Pubblicato più di 9 anni faEdizione del 13 marzo 2015

È un bianco e nero accecante, anche quando dipinge le tinte più oscure della tenebra, quello utilizzato dal piccolo team indipendente francese di Osome Studio per raccontarci e farci giocare il disperante incubo di White Night. Un bianco e nero capovolto, in negativo, con cui è affrescata una storia autunnale che trascorre tutta in una notte durante la quale luce e buio feriscono gli occhi con la stessa crudeltà.
Uscito quasi a sorpresa per Playstation 4, PC e XBox One, White Night comincia fuori da un locale malfamato di Boston: all’esterno c’è un uomo visibilmente ebbro di alcol che sale sulla sua auto per allontanarsi nel crepuscolo. E’ l’epoca della Grande Depressione, scenario inedito per un videogioco, ma la disperazione traspare da ogni parola, immagine e suono in un opera elettronica che più che il noir classico ricorda le derive più tetre e spaventose del Lang tedesco.

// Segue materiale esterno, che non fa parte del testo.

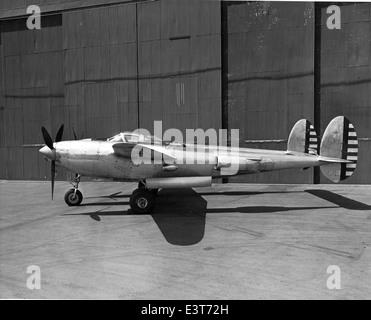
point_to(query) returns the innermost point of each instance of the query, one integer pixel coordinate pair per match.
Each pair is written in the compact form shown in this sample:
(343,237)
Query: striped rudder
(303,138)
(340,141)
(351,147)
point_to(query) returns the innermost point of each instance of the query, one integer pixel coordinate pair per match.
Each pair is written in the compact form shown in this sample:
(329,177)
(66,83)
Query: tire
(154,191)
(142,201)
(71,199)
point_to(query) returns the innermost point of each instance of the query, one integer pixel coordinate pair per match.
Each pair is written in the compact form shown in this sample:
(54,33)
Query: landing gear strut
(73,197)
(143,200)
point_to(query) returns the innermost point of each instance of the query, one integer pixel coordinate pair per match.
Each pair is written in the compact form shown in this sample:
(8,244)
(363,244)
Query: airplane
(111,158)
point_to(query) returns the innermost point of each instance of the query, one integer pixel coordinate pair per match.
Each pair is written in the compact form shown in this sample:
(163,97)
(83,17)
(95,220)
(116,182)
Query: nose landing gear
(73,197)
(143,200)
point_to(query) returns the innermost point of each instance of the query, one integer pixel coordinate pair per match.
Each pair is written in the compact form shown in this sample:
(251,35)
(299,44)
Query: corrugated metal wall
(180,64)
(270,75)
(13,8)
(32,63)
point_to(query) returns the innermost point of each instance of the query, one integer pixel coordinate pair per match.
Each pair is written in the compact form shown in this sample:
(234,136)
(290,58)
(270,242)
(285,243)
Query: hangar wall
(258,67)
(270,76)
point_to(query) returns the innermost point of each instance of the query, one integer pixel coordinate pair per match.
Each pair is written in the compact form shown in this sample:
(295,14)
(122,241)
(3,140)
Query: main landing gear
(143,200)
(73,197)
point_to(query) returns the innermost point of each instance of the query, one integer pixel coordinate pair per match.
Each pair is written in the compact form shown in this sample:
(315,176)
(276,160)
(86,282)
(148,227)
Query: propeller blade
(58,137)
(47,138)
(74,133)
(53,177)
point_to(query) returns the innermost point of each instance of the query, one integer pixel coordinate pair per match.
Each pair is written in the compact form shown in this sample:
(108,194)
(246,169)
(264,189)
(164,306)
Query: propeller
(52,156)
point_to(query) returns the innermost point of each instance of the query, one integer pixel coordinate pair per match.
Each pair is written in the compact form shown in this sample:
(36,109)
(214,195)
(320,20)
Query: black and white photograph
(185,154)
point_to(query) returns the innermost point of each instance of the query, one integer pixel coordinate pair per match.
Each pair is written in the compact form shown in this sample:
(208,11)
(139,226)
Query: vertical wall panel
(180,64)
(270,75)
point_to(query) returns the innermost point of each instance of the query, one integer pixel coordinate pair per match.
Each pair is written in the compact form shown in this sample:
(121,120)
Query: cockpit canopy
(131,137)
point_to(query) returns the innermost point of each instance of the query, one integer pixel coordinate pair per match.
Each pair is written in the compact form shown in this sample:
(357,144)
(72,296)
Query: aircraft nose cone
(46,152)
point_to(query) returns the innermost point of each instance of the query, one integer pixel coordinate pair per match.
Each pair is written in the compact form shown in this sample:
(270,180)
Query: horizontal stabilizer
(303,138)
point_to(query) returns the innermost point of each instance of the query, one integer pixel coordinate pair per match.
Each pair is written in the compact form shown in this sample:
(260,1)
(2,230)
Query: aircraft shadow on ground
(180,214)
(339,200)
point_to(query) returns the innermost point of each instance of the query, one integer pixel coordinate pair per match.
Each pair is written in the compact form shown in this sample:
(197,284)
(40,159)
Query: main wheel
(142,201)
(73,199)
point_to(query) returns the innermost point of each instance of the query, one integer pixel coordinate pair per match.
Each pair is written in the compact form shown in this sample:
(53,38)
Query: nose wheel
(73,197)
(142,201)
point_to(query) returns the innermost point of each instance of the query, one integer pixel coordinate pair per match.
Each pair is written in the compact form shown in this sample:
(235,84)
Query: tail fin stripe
(352,150)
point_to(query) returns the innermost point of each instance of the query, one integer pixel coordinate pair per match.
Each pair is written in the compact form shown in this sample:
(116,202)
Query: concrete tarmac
(231,241)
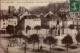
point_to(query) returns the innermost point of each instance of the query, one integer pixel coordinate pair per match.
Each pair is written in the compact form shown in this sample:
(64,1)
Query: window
(3,23)
(3,20)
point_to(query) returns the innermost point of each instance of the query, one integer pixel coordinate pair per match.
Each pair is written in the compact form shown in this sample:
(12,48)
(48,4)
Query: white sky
(26,3)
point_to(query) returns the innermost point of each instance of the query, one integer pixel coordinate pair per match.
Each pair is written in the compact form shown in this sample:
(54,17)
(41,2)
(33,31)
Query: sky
(26,3)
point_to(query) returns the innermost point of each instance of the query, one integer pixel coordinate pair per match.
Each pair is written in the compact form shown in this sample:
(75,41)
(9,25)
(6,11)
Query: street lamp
(62,15)
(7,48)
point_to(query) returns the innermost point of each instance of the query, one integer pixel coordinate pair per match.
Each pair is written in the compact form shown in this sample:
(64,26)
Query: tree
(45,27)
(71,27)
(10,29)
(50,40)
(34,38)
(67,40)
(28,28)
(78,38)
(37,28)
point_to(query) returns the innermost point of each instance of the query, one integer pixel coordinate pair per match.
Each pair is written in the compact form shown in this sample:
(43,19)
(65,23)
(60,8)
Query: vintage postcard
(39,26)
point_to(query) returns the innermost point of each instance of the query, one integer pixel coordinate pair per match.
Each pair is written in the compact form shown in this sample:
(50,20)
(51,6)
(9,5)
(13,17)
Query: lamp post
(7,48)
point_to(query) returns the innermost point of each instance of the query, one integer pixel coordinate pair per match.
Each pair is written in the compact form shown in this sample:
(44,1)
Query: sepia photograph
(39,26)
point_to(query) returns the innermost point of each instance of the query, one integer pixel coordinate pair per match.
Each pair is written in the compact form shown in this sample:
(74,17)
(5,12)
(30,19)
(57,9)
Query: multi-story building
(5,21)
(12,21)
(3,25)
(22,10)
(32,22)
(11,10)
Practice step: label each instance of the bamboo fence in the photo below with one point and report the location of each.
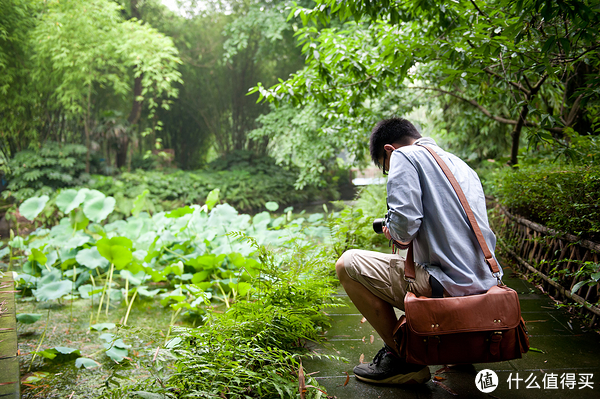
(552, 256)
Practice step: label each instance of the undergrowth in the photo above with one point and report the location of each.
(563, 197)
(254, 349)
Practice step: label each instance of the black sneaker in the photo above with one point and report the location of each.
(387, 368)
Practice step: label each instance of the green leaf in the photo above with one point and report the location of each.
(88, 291)
(103, 326)
(139, 203)
(32, 207)
(272, 206)
(86, 363)
(28, 318)
(70, 199)
(38, 256)
(91, 258)
(179, 212)
(577, 286)
(59, 353)
(78, 219)
(98, 208)
(53, 290)
(115, 250)
(148, 395)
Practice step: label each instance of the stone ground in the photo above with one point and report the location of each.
(563, 357)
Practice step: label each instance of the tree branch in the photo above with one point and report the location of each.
(487, 113)
(473, 103)
(514, 84)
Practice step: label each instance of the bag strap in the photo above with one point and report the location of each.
(409, 268)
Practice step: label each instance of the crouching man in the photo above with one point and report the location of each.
(425, 210)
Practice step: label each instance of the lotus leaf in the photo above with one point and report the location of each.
(116, 250)
(53, 290)
(86, 363)
(70, 199)
(32, 207)
(103, 326)
(98, 208)
(38, 256)
(272, 206)
(91, 258)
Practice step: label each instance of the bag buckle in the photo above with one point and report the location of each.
(498, 279)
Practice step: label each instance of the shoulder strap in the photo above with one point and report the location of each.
(409, 270)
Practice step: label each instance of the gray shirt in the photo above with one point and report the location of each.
(424, 207)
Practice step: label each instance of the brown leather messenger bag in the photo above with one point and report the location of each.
(479, 328)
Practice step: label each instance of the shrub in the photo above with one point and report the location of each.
(42, 171)
(563, 197)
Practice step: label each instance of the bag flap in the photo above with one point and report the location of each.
(496, 310)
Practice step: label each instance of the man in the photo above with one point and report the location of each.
(425, 210)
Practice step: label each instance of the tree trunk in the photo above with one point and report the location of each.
(136, 108)
(516, 133)
(86, 128)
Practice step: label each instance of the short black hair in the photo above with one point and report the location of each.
(390, 131)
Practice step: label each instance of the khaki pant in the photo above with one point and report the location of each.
(383, 275)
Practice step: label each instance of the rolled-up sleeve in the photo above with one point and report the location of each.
(404, 199)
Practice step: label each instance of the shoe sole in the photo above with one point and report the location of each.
(417, 377)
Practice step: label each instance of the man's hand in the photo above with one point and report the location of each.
(386, 231)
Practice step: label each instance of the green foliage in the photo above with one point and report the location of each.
(508, 61)
(274, 297)
(565, 198)
(43, 171)
(246, 181)
(353, 226)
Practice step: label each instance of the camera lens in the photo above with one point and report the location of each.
(378, 225)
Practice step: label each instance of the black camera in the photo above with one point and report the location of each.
(378, 225)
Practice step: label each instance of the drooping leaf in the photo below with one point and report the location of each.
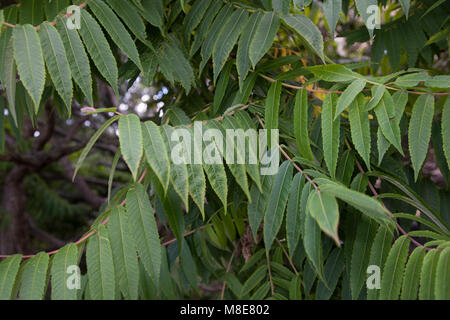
(99, 50)
(124, 257)
(365, 233)
(428, 275)
(243, 62)
(57, 63)
(445, 127)
(386, 119)
(115, 29)
(9, 269)
(131, 145)
(274, 214)
(293, 226)
(130, 16)
(419, 132)
(91, 143)
(307, 31)
(324, 209)
(442, 286)
(301, 124)
(367, 205)
(30, 61)
(410, 286)
(77, 58)
(393, 269)
(34, 278)
(156, 152)
(178, 172)
(378, 255)
(100, 266)
(272, 110)
(330, 133)
(264, 34)
(144, 229)
(332, 10)
(346, 99)
(366, 14)
(65, 258)
(260, 198)
(226, 39)
(360, 129)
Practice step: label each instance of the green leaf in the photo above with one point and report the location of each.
(330, 133)
(332, 11)
(153, 12)
(442, 286)
(293, 220)
(208, 46)
(312, 241)
(131, 145)
(195, 16)
(30, 61)
(100, 266)
(91, 143)
(145, 231)
(256, 278)
(221, 87)
(410, 286)
(349, 95)
(66, 256)
(308, 32)
(324, 208)
(365, 233)
(178, 172)
(378, 255)
(202, 30)
(263, 36)
(405, 5)
(77, 58)
(377, 94)
(365, 13)
(441, 82)
(196, 176)
(360, 129)
(173, 63)
(385, 111)
(115, 29)
(419, 132)
(34, 278)
(428, 275)
(301, 124)
(156, 152)
(9, 269)
(393, 269)
(130, 16)
(272, 110)
(445, 127)
(400, 101)
(334, 73)
(125, 258)
(57, 63)
(367, 205)
(226, 39)
(99, 50)
(274, 214)
(332, 272)
(243, 62)
(9, 80)
(257, 207)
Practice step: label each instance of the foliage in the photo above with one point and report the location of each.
(349, 193)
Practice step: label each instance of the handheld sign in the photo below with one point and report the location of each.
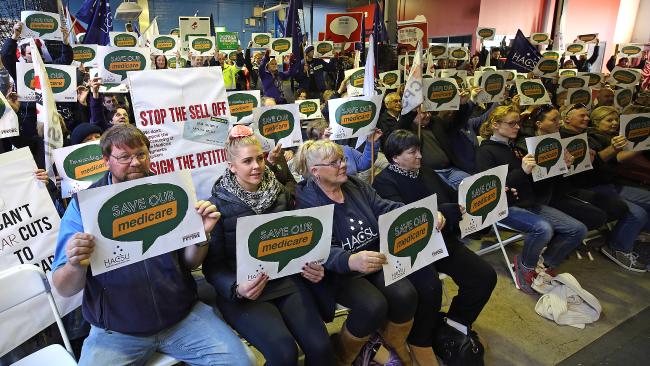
(549, 155)
(279, 244)
(353, 116)
(41, 24)
(578, 146)
(140, 219)
(79, 166)
(484, 197)
(309, 109)
(409, 239)
(636, 129)
(441, 94)
(532, 92)
(280, 124)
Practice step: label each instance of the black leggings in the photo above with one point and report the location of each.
(275, 326)
(371, 303)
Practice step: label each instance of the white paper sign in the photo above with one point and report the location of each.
(279, 124)
(409, 239)
(279, 244)
(636, 129)
(549, 155)
(578, 146)
(28, 235)
(354, 116)
(309, 109)
(140, 219)
(41, 24)
(79, 166)
(192, 96)
(484, 197)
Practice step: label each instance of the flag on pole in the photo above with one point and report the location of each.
(46, 113)
(413, 97)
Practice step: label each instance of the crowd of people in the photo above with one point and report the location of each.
(413, 155)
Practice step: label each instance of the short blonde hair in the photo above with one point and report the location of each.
(313, 152)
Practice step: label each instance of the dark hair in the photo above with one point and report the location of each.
(398, 142)
(122, 135)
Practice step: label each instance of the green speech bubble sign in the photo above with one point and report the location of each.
(276, 124)
(241, 104)
(308, 108)
(59, 80)
(494, 84)
(42, 24)
(85, 163)
(532, 90)
(410, 233)
(441, 92)
(284, 239)
(637, 130)
(483, 196)
(83, 54)
(547, 153)
(143, 213)
(355, 114)
(121, 61)
(164, 43)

Mentre l’uomo guida, attraversando il ponte su Mystic River, una figura di donna scorre nella notte causando l’uscita di strada del suo veicolo.Così questa strana e spettrale avventura ha inizio, nei pressi di una villa sinistra. Possiamo camminare a stento e la prima decina di minuti del gioco, tra le ombre di un giardino dove sorgono solenni lapidi dimenticate, le dobbiamo percorrere caracollando, mentre il silenzio, talvolta interrotto da una partitura che miscela con successo agghiacciante toni jazz con armonie horror, sembra divorare lo spazio e il tempo con la stessa voracità dell’assenza di colori vivi.

Ispirato, almeno nella sua macrostruttura, ai survival horror delle origini, White Night non sarebbe tale se non ci facesse perlustrare una vasta magione abbandonata, almeno dai vivi. Qui chi è abituato ai ritmi più frenetici e «armati» delle ultime produzioni del genere si troverà a vagare in uno stato di malinconica impotenza e l’unica risorsa utile alla sopravvivenza è la luce. Abbiamo a disposizione dei fiammiferi il cui lucore arancione, unica traccia cromatica che non sia quella dei neri e dei bianchi, illumina ambienti vetusti, un tempo solenni ma precipitati in un trasandato abbandono. La luce è l’unica arma contro le presenze inquiete e spettrali che abitano la magione, sofferenti e violente tracce ectoplasmatiche di una tragedia consumatasi tra quelle mura.

Disegnato con arte e coscienza pittorica e cinefila, musicato con stile e spaventoso come certi racconti di fantasmi di Richard Matheson, White Night è la dimostrazione del talento e della forza creativa del videogioco indipendente contemporaneo, in questo caso comunque distribuito, solo come copia digitale, da un colosso come Activision che ne ha intuito le potenzialità. Inclemente con il giocatore, non per la difficoltà che non risulta mai troppo eccessiva, ma per la dolente e soffocante atmosfera di ogni suo quadro che provoca una spossata tristezza e mai raccapriccio, il videogame di Osome Studio merita di essere vissuto a tarda notte e con le cuffie, rivelandosi così in un tutta la sua sconsolante e ispirata dimensione artistica di raffinata macchina da brivido.